Bebo wartete auf mich auf der Holzbrücke als ich aus der Schulgasse kam. Er kam näher als ich die Steinbrücke erreichte und flüsterte. Ich hab’ was für Dich, komm’ gleich ins Wehr. Das Wehrle war immer ein Platz für Geheimnisse, und es lag unterhalb der Häuser und war schlecht einsehbar. Er rannte voraus, damit niemand uns zusammen gehen sah. Ich ging sehr langsam, und die Angst, dass jemand gesehen haben könnte, dass Bebo zu mir gesprochen hatte, brachte alle Drohungen in über lebensgroßen Bildern “niemand, der etwas auf sich hält, spricht mit einem Halb-Neger.”
Neger werden geboren um Sklaven zu sein. Die Amerikaner haben die Neger als Kanonenfutter in ihrer Armee, damit die weiße Rasse geschützt wird. Die Amerikaner selber gehören aber auch nur zur zweiten Klasse der Menschheit, weil sie nicht mehr reinrassig sind. Hitler wusste schon was er tat; er wollte das edle deutsche Volk vom Abschaum der restlichen Menschheit schützen. Wir gehören zur ersten Elite und werden nie mit Untermenschen umgehen. Dem seine Mutter, die Negerschlampe, kann froh sein, einen dummen anständigen Arbeiter gefunden zu haben, der diesen Halbaffen füttert und kleidet. Sollte ich Euch erwischen, dass Ihr mit diesem Halbaffen redet, schlage ich Euch tot. Wie oft habe ich mit Bebo gesprochen? Wie oft muss er mich tot schlagen? Da kommt’s auf einmal mehr oder weniger nicht an.

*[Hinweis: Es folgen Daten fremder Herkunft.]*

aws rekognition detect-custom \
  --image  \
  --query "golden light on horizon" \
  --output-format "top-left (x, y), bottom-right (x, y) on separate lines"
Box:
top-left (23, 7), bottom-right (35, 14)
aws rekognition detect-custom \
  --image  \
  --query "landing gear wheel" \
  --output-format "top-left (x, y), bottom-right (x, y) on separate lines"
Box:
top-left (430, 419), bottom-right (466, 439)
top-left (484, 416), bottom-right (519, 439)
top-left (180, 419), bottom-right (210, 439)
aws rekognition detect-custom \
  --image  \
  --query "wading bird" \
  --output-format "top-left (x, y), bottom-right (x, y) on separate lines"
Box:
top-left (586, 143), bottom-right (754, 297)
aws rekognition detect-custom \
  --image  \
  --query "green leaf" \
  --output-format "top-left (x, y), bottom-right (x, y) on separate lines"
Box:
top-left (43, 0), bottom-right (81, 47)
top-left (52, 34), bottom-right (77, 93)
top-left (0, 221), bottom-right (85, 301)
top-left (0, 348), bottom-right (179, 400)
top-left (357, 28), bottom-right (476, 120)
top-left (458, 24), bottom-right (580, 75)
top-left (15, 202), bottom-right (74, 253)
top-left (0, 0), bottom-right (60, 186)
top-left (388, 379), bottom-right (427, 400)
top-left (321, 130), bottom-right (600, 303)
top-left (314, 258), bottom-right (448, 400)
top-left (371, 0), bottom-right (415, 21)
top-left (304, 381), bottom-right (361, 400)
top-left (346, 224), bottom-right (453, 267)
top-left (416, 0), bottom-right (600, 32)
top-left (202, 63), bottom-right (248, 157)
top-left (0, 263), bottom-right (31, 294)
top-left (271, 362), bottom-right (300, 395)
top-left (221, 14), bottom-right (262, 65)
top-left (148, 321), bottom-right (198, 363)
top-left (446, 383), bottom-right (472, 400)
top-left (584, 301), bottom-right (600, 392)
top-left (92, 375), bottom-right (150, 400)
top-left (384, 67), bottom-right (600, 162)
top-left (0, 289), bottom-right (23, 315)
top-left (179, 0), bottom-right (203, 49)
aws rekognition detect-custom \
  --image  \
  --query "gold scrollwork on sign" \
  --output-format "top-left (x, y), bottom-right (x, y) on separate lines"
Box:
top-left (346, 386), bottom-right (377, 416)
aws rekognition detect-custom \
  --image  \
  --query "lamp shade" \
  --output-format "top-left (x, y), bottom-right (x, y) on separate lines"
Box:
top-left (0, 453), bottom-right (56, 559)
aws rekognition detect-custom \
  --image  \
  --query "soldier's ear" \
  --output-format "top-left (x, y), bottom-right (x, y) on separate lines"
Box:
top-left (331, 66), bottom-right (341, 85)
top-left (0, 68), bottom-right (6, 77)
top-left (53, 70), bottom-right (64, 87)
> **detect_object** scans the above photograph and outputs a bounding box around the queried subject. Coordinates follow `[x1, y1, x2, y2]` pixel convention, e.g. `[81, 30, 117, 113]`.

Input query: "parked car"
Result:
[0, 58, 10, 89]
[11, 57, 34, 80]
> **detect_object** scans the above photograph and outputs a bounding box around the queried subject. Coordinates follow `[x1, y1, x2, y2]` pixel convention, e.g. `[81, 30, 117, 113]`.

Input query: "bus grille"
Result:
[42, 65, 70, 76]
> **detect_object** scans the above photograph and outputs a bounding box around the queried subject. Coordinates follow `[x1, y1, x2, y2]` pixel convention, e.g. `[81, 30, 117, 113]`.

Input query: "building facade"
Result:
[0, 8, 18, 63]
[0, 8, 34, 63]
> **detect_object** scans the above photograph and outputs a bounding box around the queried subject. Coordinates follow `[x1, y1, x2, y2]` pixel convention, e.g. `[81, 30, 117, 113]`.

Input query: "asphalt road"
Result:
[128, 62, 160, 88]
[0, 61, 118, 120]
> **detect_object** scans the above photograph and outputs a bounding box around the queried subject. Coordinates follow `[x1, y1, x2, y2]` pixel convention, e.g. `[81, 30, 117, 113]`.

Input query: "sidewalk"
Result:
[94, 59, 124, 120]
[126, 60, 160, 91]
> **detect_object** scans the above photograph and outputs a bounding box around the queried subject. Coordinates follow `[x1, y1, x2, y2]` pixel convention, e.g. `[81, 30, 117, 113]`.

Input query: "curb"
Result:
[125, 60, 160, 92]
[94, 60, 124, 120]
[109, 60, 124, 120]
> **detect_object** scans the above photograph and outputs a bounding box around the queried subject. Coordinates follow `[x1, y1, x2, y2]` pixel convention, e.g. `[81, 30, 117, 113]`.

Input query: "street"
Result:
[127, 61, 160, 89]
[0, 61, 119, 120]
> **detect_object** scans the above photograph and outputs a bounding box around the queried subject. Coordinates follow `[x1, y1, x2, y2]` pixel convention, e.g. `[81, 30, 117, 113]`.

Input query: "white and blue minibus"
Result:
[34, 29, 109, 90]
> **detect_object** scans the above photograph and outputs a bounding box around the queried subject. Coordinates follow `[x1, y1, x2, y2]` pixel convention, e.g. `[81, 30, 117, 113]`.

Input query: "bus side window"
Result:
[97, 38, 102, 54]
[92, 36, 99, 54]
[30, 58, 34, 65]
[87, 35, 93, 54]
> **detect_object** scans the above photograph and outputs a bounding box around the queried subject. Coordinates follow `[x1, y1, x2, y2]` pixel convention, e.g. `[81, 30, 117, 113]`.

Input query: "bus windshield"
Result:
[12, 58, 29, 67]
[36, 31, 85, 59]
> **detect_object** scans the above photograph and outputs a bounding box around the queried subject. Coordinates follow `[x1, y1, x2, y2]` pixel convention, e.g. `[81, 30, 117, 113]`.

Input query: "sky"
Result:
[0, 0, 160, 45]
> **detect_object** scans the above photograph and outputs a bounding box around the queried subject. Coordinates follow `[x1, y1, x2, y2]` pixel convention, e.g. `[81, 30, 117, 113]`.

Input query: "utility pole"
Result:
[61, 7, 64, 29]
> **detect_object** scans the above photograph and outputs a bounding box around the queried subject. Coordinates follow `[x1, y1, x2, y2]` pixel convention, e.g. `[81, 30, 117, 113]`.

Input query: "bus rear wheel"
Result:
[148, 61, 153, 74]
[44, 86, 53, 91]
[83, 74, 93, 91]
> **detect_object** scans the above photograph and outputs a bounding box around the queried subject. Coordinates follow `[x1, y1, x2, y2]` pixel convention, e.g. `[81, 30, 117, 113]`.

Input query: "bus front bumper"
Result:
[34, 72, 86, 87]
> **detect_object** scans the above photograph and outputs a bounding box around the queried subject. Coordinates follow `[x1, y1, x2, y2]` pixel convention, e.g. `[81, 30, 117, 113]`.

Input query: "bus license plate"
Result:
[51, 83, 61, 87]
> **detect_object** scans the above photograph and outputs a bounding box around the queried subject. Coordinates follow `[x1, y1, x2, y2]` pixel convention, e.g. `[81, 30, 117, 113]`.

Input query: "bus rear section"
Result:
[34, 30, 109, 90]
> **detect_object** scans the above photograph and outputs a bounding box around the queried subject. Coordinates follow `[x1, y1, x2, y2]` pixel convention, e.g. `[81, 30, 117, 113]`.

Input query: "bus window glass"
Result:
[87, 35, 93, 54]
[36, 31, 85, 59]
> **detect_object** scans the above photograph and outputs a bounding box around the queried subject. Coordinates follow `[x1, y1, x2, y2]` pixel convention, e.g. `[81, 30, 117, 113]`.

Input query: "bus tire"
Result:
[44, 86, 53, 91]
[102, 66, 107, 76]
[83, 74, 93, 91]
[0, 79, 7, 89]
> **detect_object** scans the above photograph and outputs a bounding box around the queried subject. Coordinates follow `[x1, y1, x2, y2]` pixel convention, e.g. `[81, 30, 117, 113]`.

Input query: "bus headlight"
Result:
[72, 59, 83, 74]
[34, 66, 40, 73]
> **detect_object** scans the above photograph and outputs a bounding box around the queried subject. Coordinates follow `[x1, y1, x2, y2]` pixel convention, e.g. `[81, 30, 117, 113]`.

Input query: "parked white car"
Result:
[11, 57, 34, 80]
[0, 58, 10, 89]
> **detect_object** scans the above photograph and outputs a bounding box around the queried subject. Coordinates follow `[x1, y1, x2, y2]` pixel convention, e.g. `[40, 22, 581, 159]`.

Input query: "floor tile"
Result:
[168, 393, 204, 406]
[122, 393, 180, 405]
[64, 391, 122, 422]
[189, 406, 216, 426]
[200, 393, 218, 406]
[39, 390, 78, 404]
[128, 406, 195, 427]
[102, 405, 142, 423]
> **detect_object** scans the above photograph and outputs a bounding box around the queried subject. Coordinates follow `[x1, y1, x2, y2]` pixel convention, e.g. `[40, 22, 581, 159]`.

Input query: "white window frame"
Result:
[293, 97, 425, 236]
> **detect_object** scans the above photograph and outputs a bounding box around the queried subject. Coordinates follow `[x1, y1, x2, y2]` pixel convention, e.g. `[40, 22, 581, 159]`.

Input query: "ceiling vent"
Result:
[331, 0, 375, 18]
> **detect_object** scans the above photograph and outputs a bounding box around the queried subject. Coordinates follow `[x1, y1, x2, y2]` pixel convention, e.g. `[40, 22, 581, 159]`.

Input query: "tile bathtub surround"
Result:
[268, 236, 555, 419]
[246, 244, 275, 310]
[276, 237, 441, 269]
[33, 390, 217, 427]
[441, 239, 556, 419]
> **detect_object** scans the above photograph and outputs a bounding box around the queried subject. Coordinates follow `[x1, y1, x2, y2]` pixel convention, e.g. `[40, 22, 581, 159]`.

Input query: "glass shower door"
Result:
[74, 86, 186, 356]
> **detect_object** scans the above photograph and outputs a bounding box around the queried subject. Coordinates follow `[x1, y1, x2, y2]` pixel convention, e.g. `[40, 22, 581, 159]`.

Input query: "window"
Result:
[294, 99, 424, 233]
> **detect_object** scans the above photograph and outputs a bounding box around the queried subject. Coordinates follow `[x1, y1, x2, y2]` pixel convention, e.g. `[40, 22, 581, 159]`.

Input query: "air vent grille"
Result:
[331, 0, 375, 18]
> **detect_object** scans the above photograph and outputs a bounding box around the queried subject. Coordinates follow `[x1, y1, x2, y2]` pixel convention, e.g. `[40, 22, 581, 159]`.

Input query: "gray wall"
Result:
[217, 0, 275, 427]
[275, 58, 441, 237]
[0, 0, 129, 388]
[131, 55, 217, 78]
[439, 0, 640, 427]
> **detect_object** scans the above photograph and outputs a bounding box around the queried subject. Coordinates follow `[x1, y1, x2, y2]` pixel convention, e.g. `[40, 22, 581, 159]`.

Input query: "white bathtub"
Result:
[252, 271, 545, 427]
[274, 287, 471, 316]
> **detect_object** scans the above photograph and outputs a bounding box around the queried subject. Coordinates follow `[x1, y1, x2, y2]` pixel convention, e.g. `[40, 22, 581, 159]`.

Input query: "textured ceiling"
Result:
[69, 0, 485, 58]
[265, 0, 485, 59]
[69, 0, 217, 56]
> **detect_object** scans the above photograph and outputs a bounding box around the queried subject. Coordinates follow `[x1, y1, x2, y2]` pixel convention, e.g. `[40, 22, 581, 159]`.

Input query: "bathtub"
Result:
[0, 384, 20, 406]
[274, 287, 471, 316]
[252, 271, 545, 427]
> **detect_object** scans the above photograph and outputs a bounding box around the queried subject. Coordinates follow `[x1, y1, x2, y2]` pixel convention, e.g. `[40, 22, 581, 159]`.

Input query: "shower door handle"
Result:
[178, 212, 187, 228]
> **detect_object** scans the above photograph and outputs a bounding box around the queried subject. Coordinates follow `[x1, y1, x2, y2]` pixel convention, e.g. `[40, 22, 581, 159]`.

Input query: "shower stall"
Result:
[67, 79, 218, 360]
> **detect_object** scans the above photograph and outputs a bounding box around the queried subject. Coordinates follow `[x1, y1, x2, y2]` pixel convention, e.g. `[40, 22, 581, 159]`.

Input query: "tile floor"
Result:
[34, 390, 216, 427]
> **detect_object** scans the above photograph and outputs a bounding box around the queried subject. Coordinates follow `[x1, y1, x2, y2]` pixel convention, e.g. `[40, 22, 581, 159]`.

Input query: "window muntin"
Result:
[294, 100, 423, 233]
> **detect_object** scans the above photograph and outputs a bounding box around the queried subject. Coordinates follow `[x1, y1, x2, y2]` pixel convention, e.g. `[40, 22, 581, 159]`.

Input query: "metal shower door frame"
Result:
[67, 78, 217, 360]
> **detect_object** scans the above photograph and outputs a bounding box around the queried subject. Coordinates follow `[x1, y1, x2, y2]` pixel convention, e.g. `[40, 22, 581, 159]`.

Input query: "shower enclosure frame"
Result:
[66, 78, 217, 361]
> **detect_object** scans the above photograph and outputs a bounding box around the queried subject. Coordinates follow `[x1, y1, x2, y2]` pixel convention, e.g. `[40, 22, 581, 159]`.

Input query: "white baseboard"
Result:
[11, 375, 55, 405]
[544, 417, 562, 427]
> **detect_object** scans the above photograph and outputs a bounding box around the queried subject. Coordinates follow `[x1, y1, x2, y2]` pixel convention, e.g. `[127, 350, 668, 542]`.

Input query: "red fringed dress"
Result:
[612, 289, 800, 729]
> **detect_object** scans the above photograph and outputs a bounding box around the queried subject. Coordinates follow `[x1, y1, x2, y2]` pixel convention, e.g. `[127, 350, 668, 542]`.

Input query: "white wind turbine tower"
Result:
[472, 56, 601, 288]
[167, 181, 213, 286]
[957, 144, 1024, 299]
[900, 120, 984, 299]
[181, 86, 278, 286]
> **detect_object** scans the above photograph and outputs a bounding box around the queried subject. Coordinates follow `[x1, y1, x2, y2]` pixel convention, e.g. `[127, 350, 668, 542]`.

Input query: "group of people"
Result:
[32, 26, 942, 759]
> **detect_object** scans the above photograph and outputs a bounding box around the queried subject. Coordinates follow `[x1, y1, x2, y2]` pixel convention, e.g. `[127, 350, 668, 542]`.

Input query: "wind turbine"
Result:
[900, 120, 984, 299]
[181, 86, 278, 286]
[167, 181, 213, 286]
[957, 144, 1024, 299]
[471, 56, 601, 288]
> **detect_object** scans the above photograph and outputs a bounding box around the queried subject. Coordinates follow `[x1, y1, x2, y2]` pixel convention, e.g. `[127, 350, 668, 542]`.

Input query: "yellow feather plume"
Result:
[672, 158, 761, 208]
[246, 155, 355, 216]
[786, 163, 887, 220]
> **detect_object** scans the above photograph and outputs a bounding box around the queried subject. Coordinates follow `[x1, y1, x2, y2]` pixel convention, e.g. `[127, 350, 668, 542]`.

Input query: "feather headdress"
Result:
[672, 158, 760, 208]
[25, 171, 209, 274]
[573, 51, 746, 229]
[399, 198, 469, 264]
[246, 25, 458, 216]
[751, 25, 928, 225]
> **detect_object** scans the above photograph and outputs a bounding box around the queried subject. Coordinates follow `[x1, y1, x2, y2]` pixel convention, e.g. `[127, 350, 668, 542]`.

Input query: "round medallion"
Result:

Außerdem glaube ich nicht, dass die dumm und bösartig sind. Bebo war immer sehr anständig und freundlich, ja, er hat mich sogar gestreichelt, als er meine Wunden vom Gummischlauch am Rücken sah. Und außerdem geht die braune Farbe nicht ab und bleibt auf der weißen Haut nicht kleben. Seine Mutter hat ja auch keine braune Flecken, warum sagen dann alle Neger-Schickse zu ihr, und was ist das überhaupt? Und noch einmal, außerdem, ich finde seine braune Haut schön wie Samt.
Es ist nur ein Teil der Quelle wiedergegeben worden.